Web scraping movie sales from boxofficemojo.com

Introduction

Web scraping involves using a set of automated tools to copy information from a website rather than doing it manually (Vargiu & Urru 2012). Due to the volume, types and inconsistent formats of information available on the Web, Web scraping provides an effective way to extract large amounts of data quickly for further analysis. For this reason, it is also an efficient method often preferred by researchers (Krotov & Silva 2018).

Before we get started, there are legal and ethical implications of Web scraping to be aware of. Krotov & Silva (2018) comment that there are no direct laws preventing Web scraping at this point in time however it is still guided by an existing legal framework of copyright infringement, fraud, abuse and breach of contract. Some common examples include:

Terms of use - Websites may prohibit Web scraping through their ‘terms of use’ policy and failure to comply would be deemed as breach of contract. However, to violate the contract, the person must accept the terms.
Copyright - Extracting and republishing the exact data ‘owned’ by the Website could be subject to copyright. This does not include comments from users using the website. It would also be possible to extract and summarise the information without breaching copyright.
Fraud - Accessing data that is for illegal or fraudulent purposes.
Abuse - The web scraping method causes damage to the Website.

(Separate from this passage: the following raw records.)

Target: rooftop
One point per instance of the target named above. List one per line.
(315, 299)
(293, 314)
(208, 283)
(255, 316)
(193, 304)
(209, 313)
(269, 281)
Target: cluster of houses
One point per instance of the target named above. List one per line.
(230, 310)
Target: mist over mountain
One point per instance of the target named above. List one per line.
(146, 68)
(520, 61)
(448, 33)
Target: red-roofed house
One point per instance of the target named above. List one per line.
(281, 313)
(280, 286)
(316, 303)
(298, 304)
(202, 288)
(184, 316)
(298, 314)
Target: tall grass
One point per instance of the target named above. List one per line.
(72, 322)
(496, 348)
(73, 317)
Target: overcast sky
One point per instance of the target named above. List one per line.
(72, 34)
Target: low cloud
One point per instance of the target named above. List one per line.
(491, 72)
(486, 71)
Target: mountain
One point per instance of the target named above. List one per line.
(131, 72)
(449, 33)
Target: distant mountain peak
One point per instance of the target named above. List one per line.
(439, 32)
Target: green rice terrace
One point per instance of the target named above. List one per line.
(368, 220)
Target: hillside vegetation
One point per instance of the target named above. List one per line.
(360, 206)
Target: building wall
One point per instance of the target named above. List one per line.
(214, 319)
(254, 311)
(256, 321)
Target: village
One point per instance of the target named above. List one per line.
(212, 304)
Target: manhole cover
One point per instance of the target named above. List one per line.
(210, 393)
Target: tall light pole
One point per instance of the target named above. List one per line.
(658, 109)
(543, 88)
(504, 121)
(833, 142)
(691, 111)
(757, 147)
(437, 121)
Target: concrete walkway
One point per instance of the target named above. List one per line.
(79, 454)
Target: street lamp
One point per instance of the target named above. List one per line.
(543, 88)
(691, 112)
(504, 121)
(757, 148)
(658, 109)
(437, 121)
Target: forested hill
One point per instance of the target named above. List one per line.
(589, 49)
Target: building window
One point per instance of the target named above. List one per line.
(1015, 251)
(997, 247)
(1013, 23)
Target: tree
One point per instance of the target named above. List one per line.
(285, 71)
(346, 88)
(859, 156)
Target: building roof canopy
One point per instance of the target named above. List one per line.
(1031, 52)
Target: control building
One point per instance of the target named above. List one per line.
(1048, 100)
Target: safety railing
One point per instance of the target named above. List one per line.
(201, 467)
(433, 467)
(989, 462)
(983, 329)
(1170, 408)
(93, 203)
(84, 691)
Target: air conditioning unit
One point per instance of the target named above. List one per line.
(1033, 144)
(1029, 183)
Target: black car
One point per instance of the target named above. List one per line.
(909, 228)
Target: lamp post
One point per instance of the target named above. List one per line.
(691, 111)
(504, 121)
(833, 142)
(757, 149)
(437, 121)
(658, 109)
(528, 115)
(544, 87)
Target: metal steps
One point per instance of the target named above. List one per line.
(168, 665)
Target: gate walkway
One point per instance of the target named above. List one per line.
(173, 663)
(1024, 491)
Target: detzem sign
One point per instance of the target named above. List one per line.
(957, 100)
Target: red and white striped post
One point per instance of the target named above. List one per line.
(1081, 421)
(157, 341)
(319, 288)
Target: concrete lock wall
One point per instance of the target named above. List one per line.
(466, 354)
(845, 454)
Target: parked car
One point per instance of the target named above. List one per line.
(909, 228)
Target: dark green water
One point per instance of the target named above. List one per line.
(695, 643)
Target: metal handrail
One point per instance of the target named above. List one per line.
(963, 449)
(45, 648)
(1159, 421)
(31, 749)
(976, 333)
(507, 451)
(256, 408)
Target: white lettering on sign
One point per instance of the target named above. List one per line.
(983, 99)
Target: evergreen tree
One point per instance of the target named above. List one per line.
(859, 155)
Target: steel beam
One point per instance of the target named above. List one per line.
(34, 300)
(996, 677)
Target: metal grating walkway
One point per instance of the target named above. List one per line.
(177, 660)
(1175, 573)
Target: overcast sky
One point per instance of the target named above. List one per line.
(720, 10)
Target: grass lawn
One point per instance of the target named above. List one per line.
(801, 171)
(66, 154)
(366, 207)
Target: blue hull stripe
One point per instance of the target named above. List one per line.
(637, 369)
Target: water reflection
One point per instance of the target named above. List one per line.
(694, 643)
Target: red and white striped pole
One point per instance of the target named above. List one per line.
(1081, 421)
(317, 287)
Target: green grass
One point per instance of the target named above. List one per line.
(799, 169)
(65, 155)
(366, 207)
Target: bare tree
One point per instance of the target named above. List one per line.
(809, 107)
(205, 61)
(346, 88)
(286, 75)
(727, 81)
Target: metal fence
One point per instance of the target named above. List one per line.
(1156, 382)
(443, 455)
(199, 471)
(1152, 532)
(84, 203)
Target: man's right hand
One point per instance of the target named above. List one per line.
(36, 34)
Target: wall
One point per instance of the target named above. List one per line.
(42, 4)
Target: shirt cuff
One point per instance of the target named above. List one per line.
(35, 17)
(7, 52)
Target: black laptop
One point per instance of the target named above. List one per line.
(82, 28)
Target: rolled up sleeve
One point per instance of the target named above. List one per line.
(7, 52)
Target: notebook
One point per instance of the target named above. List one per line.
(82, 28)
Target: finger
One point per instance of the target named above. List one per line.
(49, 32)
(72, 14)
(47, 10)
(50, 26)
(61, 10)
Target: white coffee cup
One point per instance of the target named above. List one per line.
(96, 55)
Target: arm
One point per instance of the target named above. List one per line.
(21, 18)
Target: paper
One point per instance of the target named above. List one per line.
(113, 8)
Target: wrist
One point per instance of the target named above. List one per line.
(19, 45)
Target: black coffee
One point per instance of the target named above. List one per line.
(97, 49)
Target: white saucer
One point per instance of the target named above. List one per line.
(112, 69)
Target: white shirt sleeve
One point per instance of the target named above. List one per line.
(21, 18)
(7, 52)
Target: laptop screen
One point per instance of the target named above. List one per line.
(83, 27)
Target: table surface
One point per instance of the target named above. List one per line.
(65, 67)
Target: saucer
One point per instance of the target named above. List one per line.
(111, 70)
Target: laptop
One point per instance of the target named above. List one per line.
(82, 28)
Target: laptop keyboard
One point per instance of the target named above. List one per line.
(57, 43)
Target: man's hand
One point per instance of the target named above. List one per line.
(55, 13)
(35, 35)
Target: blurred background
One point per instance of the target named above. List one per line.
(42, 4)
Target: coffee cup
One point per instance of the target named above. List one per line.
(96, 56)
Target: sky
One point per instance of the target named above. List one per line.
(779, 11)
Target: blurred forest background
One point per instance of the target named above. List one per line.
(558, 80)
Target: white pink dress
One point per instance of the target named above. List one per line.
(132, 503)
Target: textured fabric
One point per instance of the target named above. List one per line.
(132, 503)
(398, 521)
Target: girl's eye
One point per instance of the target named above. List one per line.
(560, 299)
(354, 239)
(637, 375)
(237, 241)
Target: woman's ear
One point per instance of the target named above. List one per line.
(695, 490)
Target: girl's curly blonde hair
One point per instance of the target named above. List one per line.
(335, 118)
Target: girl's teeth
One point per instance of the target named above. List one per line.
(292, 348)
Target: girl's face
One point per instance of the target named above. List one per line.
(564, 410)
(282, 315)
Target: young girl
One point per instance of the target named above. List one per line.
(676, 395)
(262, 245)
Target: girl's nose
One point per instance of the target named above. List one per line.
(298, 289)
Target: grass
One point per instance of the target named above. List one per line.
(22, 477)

Ethically, there are also individual and organisational privacy and unfair use areas to consider (Krotov & Silva 2018). As each specific reason for Web scraping may differ, it is important to review the legal risks in your area before proceeding.

Objective

This guide aims to demonstrate how to extract data from a website through R by using the httr and rvest packages. As an example we will extract weekly movie sales from the boxofficemojo.com website (IMDB 2018).

The boxofficemojo.com website is owned by IMDB and reports on United States box office sales for movies. For this guide, our goal will be to extracting weekly sales from this URL https://www.boxofficemojo.com/weekly/chart/?yr=2018&wk=31&p=.htm and store it in a data frame to allow further analysis.

Figure 1 – Weekly Box Office results (IMDB 2018B):

Firstly we’ll add the packages we need:

install.packages("httr")
library(httr)

install.packages("rvest")
library(rvest)

install.packages("dplyr")
library(dplyr)

install.packages("magrittr")
library(magrittr)

install.packages("lubridate")
library(lubridate)

install.packages("lubridate")
library(lubridate)

We will use the httr package to build the query. Notice how in the URL https://www.boxofficemojo.com/weekly/chart/?yr=2018&wk=31&p=.htm there is a ‘yr’ and ‘wk’ parameter. This refers to the year and calendar week. It is possible to change the week number in the URL to see different week results without having to click on a different hyperlink. Try changing it.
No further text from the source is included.